To illustrate what an exponential improvement in job search might look like, below is a scenario that leverages some of Google's core products while delivering an amazing and proactive job notification experience. (This scenario would make use of the Google Home product or the Google Assistant app.)
Me: Hey, Google, what's my news for today?
Google: Good morning, James. Before I deliver your news, would you like to hear about a new job opportunity that just surfaced? It looks like it would be a promotion for you with a 30% increase in compensation, and it's located just 10 minutes from your house.

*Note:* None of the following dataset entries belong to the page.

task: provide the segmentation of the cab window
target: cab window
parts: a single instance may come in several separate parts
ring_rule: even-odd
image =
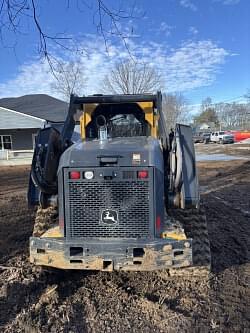
[[[98,119],[104,121],[108,138],[150,136],[150,125],[143,110],[136,103],[100,104],[86,126],[86,138],[98,137]]]

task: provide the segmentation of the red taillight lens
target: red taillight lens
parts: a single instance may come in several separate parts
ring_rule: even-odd
[[[137,176],[140,179],[148,178],[148,171],[147,170],[138,171]]]
[[[81,174],[80,174],[79,171],[70,171],[69,178],[70,179],[80,179],[81,178]]]
[[[60,227],[60,229],[64,228],[64,219],[63,218],[59,218],[59,227]]]
[[[161,217],[160,216],[157,216],[156,221],[155,221],[155,226],[156,226],[157,231],[161,230]]]

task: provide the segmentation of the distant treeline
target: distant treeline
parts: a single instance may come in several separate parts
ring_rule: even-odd
[[[224,129],[250,129],[250,103],[218,103],[214,107]]]

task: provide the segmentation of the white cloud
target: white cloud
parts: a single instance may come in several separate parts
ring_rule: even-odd
[[[197,11],[197,6],[190,0],[180,0],[180,5],[182,7],[191,9],[192,11],[196,12]]]
[[[50,94],[53,77],[47,62],[34,60],[22,65],[14,79],[0,83],[0,97],[25,94]]]
[[[226,57],[231,56],[228,51],[210,40],[187,41],[171,50],[168,50],[165,44],[156,42],[128,40],[128,46],[137,59],[159,69],[165,79],[165,90],[169,92],[188,91],[211,85]],[[91,50],[80,58],[88,78],[84,91],[85,94],[98,93],[102,80],[112,65],[127,59],[129,54],[122,45],[113,45],[107,54],[103,40],[94,36],[87,37],[84,48]],[[72,56],[68,60],[72,60]],[[51,88],[53,80],[48,64],[34,60],[21,66],[15,78],[0,83],[0,97],[46,93],[60,98]]]
[[[167,24],[165,21],[162,21],[158,27],[149,28],[149,31],[156,33],[156,35],[163,34],[166,37],[169,37],[173,29],[173,26]]]
[[[198,29],[195,28],[195,27],[189,27],[188,32],[189,32],[191,35],[197,35],[197,34],[199,33]]]
[[[228,55],[212,41],[184,43],[167,58],[167,87],[186,91],[211,85]]]
[[[160,32],[164,33],[166,37],[171,35],[171,30],[173,29],[172,26],[168,25],[166,22],[161,22],[160,24]]]

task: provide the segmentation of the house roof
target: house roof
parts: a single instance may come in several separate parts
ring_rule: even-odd
[[[51,122],[64,121],[68,104],[45,94],[0,99],[0,107]]]

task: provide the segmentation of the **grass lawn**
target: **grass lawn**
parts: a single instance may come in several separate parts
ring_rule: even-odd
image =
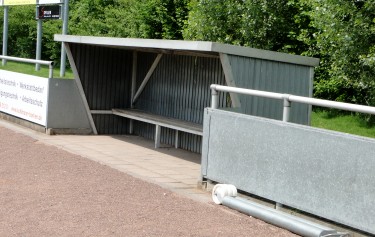
[[[7,61],[7,64],[5,66],[2,66],[2,64],[0,63],[0,69],[39,76],[39,77],[48,77],[48,74],[49,74],[48,66],[41,65],[40,71],[35,71],[35,64],[19,63],[19,62],[12,62],[12,61]],[[59,67],[58,68],[55,67],[53,69],[53,77],[60,78]],[[66,70],[64,78],[73,79],[74,75],[73,75],[72,70]]]
[[[311,117],[313,127],[375,138],[375,126],[369,127],[356,115],[333,115],[327,111],[314,111]]]

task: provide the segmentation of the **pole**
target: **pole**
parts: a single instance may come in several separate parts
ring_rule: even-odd
[[[36,38],[36,60],[41,60],[42,57],[42,35],[43,35],[43,21],[38,19],[38,29]],[[40,70],[40,64],[35,64],[35,71]]]
[[[4,7],[4,27],[3,27],[3,56],[8,55],[8,17],[9,16],[9,7]],[[2,60],[3,66],[7,64],[7,60]]]
[[[284,97],[284,108],[283,108],[283,122],[289,122],[290,119],[290,101],[289,95]]]
[[[64,14],[63,14],[63,29],[62,34],[68,34],[68,20],[69,20],[69,0],[64,0]],[[66,50],[64,44],[61,44],[61,60],[60,60],[60,77],[65,76],[66,67]]]
[[[219,107],[219,93],[215,88],[211,87],[211,108],[217,109]]]

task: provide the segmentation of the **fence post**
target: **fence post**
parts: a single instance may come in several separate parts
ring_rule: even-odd
[[[49,65],[49,75],[48,75],[49,78],[53,78],[53,63],[51,63]]]
[[[284,108],[283,108],[283,122],[289,122],[290,118],[290,100],[289,95],[283,96],[284,100]]]
[[[211,87],[211,108],[217,109],[219,107],[219,93],[213,87]]]

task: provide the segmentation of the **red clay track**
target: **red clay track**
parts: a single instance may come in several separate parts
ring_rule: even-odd
[[[0,236],[294,236],[0,127]]]

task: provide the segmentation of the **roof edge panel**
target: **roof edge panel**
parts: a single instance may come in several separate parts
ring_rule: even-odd
[[[55,35],[54,40],[67,43],[116,46],[123,48],[178,50],[192,52],[209,52],[217,54],[225,53],[230,55],[259,58],[311,67],[319,65],[319,59],[317,58],[207,41],[114,38],[79,35]]]
[[[265,59],[270,61],[298,64],[304,66],[315,67],[319,65],[318,58],[293,55],[287,53],[279,53],[275,51],[255,49],[250,47],[241,47],[229,44],[212,43],[212,51],[237,56]]]
[[[55,41],[117,46],[124,48],[153,48],[165,50],[191,50],[212,52],[212,42],[206,41],[184,41],[184,40],[165,40],[165,39],[137,39],[137,38],[112,38],[96,36],[78,36],[78,35],[55,35]]]

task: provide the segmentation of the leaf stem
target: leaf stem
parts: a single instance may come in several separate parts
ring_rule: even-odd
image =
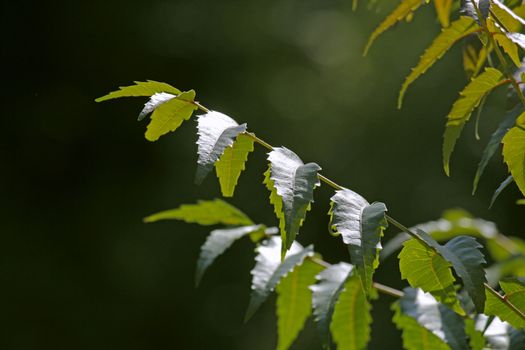
[[[484,285],[486,290],[488,290],[492,295],[498,298],[502,303],[507,305],[507,307],[511,309],[514,313],[516,313],[521,319],[525,320],[525,314],[520,309],[518,309],[513,303],[511,303],[508,298],[499,294],[494,288],[489,286],[487,283],[485,283]]]
[[[309,259],[314,264],[320,265],[320,266],[322,266],[324,268],[332,266],[331,264],[327,263],[326,261],[324,261],[324,260],[322,260],[320,258],[317,258],[315,256],[308,257],[307,259]],[[392,287],[389,287],[389,286],[385,286],[384,284],[381,284],[381,283],[372,282],[372,286],[378,292],[386,294],[386,295],[390,295],[390,296],[393,296],[393,297],[396,297],[396,298],[401,298],[401,297],[403,297],[403,295],[405,295],[399,289],[395,289],[395,288],[392,288]]]

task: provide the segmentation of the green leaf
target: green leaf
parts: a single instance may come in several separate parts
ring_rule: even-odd
[[[498,21],[509,32],[518,32],[522,25],[525,25],[525,20],[518,16],[514,11],[509,9],[499,0],[491,0],[492,5],[490,10]]]
[[[195,272],[195,285],[198,286],[208,267],[213,264],[215,259],[231,247],[233,242],[251,234],[265,234],[264,225],[250,225],[235,228],[213,230],[201,247],[199,260],[197,260],[197,270]]]
[[[253,225],[246,214],[220,199],[183,204],[176,209],[161,211],[144,218],[144,222],[182,220],[199,225]]]
[[[490,33],[494,33],[493,37],[496,43],[509,55],[514,64],[519,67],[521,65],[520,55],[518,54],[518,47],[507,37],[508,33],[501,28],[497,23],[494,23],[491,18],[487,18],[487,28]]]
[[[525,283],[518,279],[500,281],[504,296],[487,289],[485,314],[497,316],[514,328],[525,329]]]
[[[474,177],[474,185],[472,188],[472,194],[476,192],[476,189],[478,188],[478,183],[481,178],[481,175],[483,175],[483,172],[485,171],[485,168],[489,162],[489,160],[494,156],[497,149],[499,148],[499,145],[501,144],[501,140],[503,139],[503,136],[507,133],[507,131],[514,125],[516,118],[521,112],[521,108],[514,108],[512,111],[508,112],[505,116],[505,119],[500,123],[496,131],[492,134],[490,137],[489,142],[487,143],[487,146],[485,147],[485,150],[483,151],[483,156],[481,157],[481,160],[478,165],[478,170],[476,171],[476,176]]]
[[[215,162],[223,155],[225,149],[233,145],[237,135],[246,131],[246,124],[239,125],[225,114],[210,111],[199,116],[197,130],[199,159],[197,160],[195,183],[200,184],[213,169]]]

Google: The name of the company is Cielo. They have been a top RPO firm for several years running, and they're growing at 20% year over year. They're looking for a Technology Enablement Director to expand their technology vision to their global markets in South America and Asia. Would you like to learn more about this role?
Me: Yes, it sounds interesting.
Google: OK, would you like me to connect you to a recruiter by phone right now or should we schedule something for later?
Me: Later. Can you check my schedule and find a free 15-minute slot sometime after lunch today?
Google: OK, I checked your calendar. It looks like you and the Cielo recruiter have an opening at 3 p.m. today. I'll send an appointment request along with the details of the job. Please check your calendar and confirm that you're available by accepting the invitation.
Me: Excellent, will do. Thank you!
Google: You're welcome. Good luck with your conversation with Cielo today! Would you like to hear your news now?
While this scenario might sound a bit futuristic, I actually don't think we're too far off from it being reality. Especially if Google is able to harness the jobs data and combine it with their existing AI and voice capabilities.
Despite the announcement of Google for Jobs falling a bit flat for me, I have an incredible amount of faith and optimism that AI will transform recruiting and job search globally.
For now, we’ll start to see job listings at the top of the page when conducting a job search on Google. This is a small improvement, but for me, the innovation has to be in the matching and delivery of jobs to people, not in the task of manually conducting a job search. And the way to that lies in AI.